Quotes from Quintus Horatius Flaccus (65-19 B. C.) English translation: Quotes from Horace

Coelum non animun mutant qui trans mare currunt – Those who cross the sea, change sky, but not the soul.

Non omnis moriar – Not all of me will die.

Author’s Notes:

Henry Allen “Buck” Story had twelve sons before becoming the father of a daughter. Mae Story must have truly been the “Queen of the House.” All total, he had thirteen sons and four daughters. His grandson, Horace Lawton Story, was my father’s father.
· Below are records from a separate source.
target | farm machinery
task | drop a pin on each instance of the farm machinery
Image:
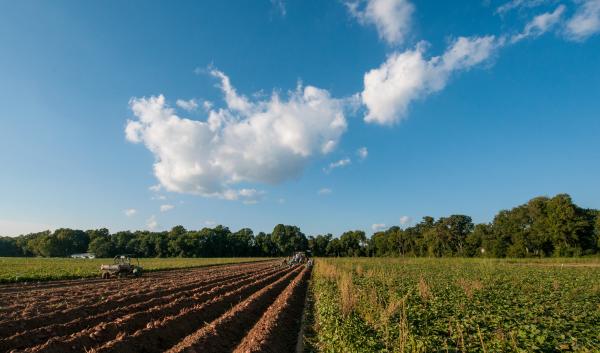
(122, 267)
(299, 258)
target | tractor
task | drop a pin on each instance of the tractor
(121, 267)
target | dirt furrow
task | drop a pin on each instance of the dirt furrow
(42, 334)
(42, 306)
(277, 330)
(224, 334)
(118, 287)
(149, 320)
(11, 327)
(163, 334)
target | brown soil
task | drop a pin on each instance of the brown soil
(252, 306)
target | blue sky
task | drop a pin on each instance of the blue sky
(461, 107)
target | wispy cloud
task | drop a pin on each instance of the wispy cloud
(540, 24)
(130, 212)
(376, 227)
(337, 164)
(392, 18)
(362, 153)
(188, 105)
(585, 22)
(166, 207)
(324, 191)
(279, 6)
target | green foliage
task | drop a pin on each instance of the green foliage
(456, 305)
(542, 227)
(20, 269)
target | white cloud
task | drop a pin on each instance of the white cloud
(130, 212)
(152, 223)
(585, 22)
(338, 164)
(279, 5)
(405, 220)
(378, 227)
(324, 191)
(10, 227)
(166, 207)
(362, 153)
(517, 4)
(392, 18)
(262, 141)
(189, 105)
(540, 24)
(406, 76)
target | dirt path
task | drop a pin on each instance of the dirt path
(251, 307)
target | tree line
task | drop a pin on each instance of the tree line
(542, 227)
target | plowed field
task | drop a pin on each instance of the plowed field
(253, 307)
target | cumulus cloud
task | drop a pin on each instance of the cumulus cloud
(338, 164)
(540, 24)
(405, 220)
(362, 153)
(585, 22)
(406, 76)
(324, 191)
(152, 223)
(376, 227)
(248, 141)
(392, 18)
(189, 105)
(166, 207)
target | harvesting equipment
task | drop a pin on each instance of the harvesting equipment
(122, 267)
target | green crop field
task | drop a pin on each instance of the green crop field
(19, 269)
(455, 305)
Regarding the birth date of Henry Allen Story: Recorded in the family Bible Henry Allen Story’s father,  Samuel Gaines Story’s death was February 28, 1838. Samuel’s will was probated on June 6, 1838. Henry Allen Story was born on September 23, 1838. The story about his father dying just before Henry Allen was born has been passed down through the Story family.